First look for the I18N.en_GB.UTF-8 dll. If this dll does not exist fall back to I18N.en_GB. If this dll does not exist fall back to I18N.en If this dll does not exist fall beck to I18N.default
The only exception to this rule is:
Simplified Chinese (zh_CN) where the fallback is US English (en_US). If the machine does not support simplified Chinese then it is unlikely to support full Chinese.
The simple way is to only use string IDs in your code - no literal strings.
You can then produce different versions of the.rc file for each language and either create resource only DLLs or simply different language builds.
There are a couple of shareware utilstohelp localising the rc file which handle resizing dialog elements for languages with longer words and warnign about missing translations.
A more complicated problem is word order, if you have several numbers in a printf which must be in a different order for different language's grammar.
There are some extended printf classes on codeproject that let you specify things like printf("word %1s and %2s",var1,var2) so you can switch %1s and %2s if necessary.
I don't know much about how this is normally done on Windows, but the way localized strings are handled in Apple's Cocoa framework works pretty well. They have a very basic text-format file that you can send to a translator, and some preprocessor macros to retrieve the values from the files.
In your code, you'll see the strings in your native language, rather than as opaque IDs.
Since it is open for opinions, here is how I do it.
My localized text file is a simple tab delimited text file that can be loaded in Excel and edited.
The first column is for the define and each column to the right is a subsequent language, for example:
ID ENGLISH FRENCH GERMAN
STRING_YES YES OUI YA
STRING_NO NO NON NEIN
Then in my makefile is a cusom build step that generates a strings.h file and a strings.dat. In my case it builds an enum list for the string ids and then a binary file with offsets for the text. Since in my app the user can change the language at any time i have them all in memory but you could easily have your pre-processer generate a different output file for each language if necessary.
The thing that I like about this design is that if any strings are missing then I would get a compile error whereas if strings were looked up at runtime then you might not know about a missing string in a seldom used part of the code until later.
Your solution is quite similar to the Unix/Linux "gettext" solution. In fact, you would not need to write the extraction routines.
I'm not sure why you want the _RESTRING macro to handle multiple arguments. My code (using wxWidgets' support for gettext) looks like this: MyString.Format(_("Some string with variable %ls"), _("variable"));. That is to say, String::Format(...) gets two individually translated arguments. In hindsight, Boost::Format would have been better, but it too would allow boost::format(_("Some string with variable %1")) % _("variable");
(We use the _() macro for brevity)
On one project I had localized into 10+ languages, I put everything that was to be localized into a single resource-only dll. At install time, the user selected which dll got installed with their application.
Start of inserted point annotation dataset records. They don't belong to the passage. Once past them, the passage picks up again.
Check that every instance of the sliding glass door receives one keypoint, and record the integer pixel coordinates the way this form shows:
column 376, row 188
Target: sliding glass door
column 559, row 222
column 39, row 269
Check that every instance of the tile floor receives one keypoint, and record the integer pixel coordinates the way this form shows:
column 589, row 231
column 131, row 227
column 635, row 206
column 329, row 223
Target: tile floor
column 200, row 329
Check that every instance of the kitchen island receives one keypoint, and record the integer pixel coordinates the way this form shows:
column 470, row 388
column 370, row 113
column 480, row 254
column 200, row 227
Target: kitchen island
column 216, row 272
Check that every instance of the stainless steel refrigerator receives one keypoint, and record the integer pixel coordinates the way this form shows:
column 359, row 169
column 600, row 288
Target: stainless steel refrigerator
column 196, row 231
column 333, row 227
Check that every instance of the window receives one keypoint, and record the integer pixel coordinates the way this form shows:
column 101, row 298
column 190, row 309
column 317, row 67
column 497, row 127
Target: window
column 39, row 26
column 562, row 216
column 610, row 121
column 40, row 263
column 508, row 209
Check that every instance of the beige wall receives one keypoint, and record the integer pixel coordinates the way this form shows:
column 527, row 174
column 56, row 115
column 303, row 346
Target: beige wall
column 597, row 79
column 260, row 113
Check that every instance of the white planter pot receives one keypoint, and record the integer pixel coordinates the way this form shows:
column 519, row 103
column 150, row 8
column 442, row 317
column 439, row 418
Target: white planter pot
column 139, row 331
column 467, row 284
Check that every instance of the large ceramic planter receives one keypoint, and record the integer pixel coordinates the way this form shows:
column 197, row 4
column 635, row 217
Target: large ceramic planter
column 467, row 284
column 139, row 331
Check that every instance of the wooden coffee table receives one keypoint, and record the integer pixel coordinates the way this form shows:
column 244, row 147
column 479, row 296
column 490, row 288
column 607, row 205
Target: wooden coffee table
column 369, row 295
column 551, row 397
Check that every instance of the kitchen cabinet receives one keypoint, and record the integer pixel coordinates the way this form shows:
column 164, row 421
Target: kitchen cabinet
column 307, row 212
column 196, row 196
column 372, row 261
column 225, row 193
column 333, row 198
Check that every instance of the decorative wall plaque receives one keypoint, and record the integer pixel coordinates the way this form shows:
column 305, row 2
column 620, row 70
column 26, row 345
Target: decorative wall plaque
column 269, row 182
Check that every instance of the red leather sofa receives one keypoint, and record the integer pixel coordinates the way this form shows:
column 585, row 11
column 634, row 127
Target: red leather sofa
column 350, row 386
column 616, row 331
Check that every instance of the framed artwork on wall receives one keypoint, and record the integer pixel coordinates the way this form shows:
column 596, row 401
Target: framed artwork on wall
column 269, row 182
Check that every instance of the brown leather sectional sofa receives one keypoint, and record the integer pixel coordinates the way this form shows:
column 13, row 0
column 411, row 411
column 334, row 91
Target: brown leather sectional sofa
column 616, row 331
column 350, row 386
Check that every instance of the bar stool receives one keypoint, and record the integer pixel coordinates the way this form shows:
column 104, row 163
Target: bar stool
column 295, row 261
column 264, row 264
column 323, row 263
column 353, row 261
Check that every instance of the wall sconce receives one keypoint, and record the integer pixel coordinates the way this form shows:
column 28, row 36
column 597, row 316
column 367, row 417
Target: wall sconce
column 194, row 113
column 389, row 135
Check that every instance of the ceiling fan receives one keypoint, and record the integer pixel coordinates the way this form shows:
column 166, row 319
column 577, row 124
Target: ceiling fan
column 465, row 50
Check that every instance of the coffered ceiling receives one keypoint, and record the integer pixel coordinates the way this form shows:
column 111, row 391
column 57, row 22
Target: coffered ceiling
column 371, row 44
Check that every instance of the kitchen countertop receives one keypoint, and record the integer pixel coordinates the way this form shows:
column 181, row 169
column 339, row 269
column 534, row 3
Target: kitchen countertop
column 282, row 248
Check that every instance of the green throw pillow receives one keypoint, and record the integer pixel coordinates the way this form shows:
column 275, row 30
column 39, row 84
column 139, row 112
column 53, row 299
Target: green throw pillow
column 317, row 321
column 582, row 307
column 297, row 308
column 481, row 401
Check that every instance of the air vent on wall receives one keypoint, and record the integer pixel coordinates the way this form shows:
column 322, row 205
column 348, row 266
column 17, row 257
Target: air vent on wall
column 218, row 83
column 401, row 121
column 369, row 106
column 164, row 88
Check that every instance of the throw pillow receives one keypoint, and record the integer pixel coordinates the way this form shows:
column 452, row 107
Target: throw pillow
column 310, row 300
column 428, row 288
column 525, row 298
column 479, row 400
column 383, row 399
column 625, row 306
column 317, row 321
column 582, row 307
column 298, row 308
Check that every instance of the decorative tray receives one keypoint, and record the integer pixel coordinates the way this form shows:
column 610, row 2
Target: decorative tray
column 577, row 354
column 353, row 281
I only had to deliver the English dll to the localization team. They returned a localized dll to me for each language which I included in the build.
I know it's not perfect, but it worked.
You want an advanced utility that I've always wanted to write but never had the time to.
If you don't find such a tool, you may want to fallback on my CMsg() and CFMsg() wrapper classes that allow to very easily pull strings from the resource table. (CFMsg even provide a FormatMessage one-liner wrapper.
And yes, in the absence of that tool you're looking for, keeping a copy of the string in comment is a good solution. Regarding desynchronisation of the comment, remember that string literals are very rarely changed.
http://www.codeproject.com/KB/string/stringtable.aspx
BTW, native Win32 programs and .NET programs have a totally different resource storage management. You'll have a hard time finding a common solution for both.